El estanco de la tía Cecilia está en la calle Mayor y Paco Cermeño estaba empalmando dos cables de la luz para iluminar la entrada a la casa. Le sujetaba la escalera Salvador, el hijo del Puentero, que siempre andaba de aquí para allá y un día le pegaron los guardias por bajar el brazo y rascarse la nariz mientras se izaba la bandera del ayuntamiento
—Menuda paliza, chaval, ya ves lo que cuesta una picadura de mosquito
—No, si no fue un mosquito, tío Vatios, es que a mí no me gusta lo de la bandera y pensaba que rascarse la nariz no está condenado por los civiles
—Aquí todo está condenado, sea con mosquito o sin mosquito, chaval
y Paco Cermeño seguía con los empalmes y la casa a oscuras
—¿Sabe usted que los guardias viven como conejos en los cabos?, siempre allí encerrados, sin ver a nadie, y claro, si allí coge uno un resfriado no se escapan los demás.

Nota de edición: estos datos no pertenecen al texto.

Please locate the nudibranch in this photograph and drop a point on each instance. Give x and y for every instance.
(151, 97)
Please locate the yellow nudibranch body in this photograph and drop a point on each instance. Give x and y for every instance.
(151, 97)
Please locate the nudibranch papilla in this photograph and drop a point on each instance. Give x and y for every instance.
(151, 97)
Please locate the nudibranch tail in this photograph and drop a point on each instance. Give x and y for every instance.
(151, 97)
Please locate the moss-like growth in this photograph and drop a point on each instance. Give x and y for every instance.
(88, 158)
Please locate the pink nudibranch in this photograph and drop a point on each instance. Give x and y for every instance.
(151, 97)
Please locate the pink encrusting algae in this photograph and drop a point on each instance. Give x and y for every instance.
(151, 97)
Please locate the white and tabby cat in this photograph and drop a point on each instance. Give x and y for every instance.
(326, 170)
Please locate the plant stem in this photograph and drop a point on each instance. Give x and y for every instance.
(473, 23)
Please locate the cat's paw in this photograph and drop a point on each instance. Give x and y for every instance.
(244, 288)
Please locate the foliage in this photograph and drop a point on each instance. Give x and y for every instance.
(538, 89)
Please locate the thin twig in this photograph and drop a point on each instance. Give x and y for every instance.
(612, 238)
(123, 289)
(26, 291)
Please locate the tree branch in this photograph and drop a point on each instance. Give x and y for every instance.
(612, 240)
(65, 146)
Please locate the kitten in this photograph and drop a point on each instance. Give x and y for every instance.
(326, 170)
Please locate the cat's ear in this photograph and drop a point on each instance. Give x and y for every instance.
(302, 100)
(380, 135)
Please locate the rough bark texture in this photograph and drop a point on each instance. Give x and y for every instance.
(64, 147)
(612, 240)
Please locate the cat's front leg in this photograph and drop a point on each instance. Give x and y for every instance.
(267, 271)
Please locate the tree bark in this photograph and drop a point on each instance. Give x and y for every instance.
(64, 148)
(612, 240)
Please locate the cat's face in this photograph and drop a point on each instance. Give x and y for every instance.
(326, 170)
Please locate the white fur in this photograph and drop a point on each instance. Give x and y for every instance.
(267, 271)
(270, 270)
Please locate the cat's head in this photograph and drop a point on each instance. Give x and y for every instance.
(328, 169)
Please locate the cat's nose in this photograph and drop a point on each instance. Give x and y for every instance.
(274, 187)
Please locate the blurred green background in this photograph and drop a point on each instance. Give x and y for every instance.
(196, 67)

Un día estuvieron sin venir a la escuela todos los críos del cuartel porque todos estaban cagando de diarrea
—No me extraña que te arrearan los guardias, chaval, venga, alcánzame ese cable y a ver si acabamos de una vez con este lío, que a este paso no habrá luz en el estanco hasta que le salgan barbas a la Virgen de los Remedios
—Si le oyen los civiles le pelan al cero, tío Vatios, seguro que no se escapa de pelarle al cero si le oyen decir eso de la Virgen.
La luz se hizo en la entrada del estanco y cuando Paco Cermeño echaba pie a tierra se le escapó la mano y fue a dar con los huesos en el suelo
—¡Me cago en la Virgen!, menudo sopapo, chaval, ayúdame a levantarme, anda, no te quedes ahí pasmado y échame una mano.
La mano se la echó el cabo Bustamante, que en esos momentos pasaba por allí y le invitó amablemente a acompañarle a la farmacia de Venancio Escartín
—Ven conmigo, Paco, y que te eche un vistazo a esa pierna Venancio, igual te pone una pomada y te arregla los dolores
—No se preocupe, señor cabo, que no ha sido nada, sólo el trompazo y el susto al perder el pie, que es como si te fueras a caer Peña María abajo
—Anda, vamos y no te hagas el valiente, yo te acompaño.
El boticario se les quedó mirando y no vio nada raro en la pierna de Paco Cermeño, sólo una moradura insignificante en el muslo. Sacó una pomada de un estante y le dijo que se la aplicara tres veces al día
—Con eso vas que chutas, y a arreglar empalmes, venga, que de ésta no te mueres.
Y cuando ya se reía Paco Cermeño y sin susto ni nada se iba hacia la puerta, escuchó la voz de Bustamante
—No tan aprisa, hombre, que aún estamos a mitad de la cura.
El aceite de ricino que le ordenó sacar al farmacéutico sabía a diablos en las entrañas de Paco Cermeño y el niño Salvador lo miraba todo con cara de asco y de lástima y de rabia. Pero no decía nada porque ya había tenido bastante con los correazos por culpa de la bandera.
—Así aprenderá a no cagarse en la Virgen, Cermeño, que no es usted quién para cagarse en ningún sitio más que en la portadera, con el culo frío y a solas, para que no escampe el olor a mierda de los rojos como usted y otros cuantos. Y la próxima vez lo mando a Valencia para que le arreglen la lengua, que se lo juro yo por el honor del Cuerpo
y Paco Cermeño salió de la farmacia con el niño Salvador y se fue a su casa para vaciar las tripas sin que le diera tiempo, casi, a bajarse los pantalones.
Al día siguiente se fue al Cerro de los Curas y tres años después se enteró de la muerte de Salvador porque se la contó Sebas, una noche de lluvia y nieve en los alrededores de la masada
—Me lo ha dicho Ángel, ya sabes que eran muy amigos.
Ahora Paco Cermeño recuerda el ricino y no sabe muy bien si se cagó en la Virgen del Remedio o en la de los Dolores
—Pues me cago en las dos y en paz
y con los anteojos mira desde el monte las luces del pueblo que se vislumbra allá abajo
—Eso ya es Francia, Nicanor, seguro que es Francia.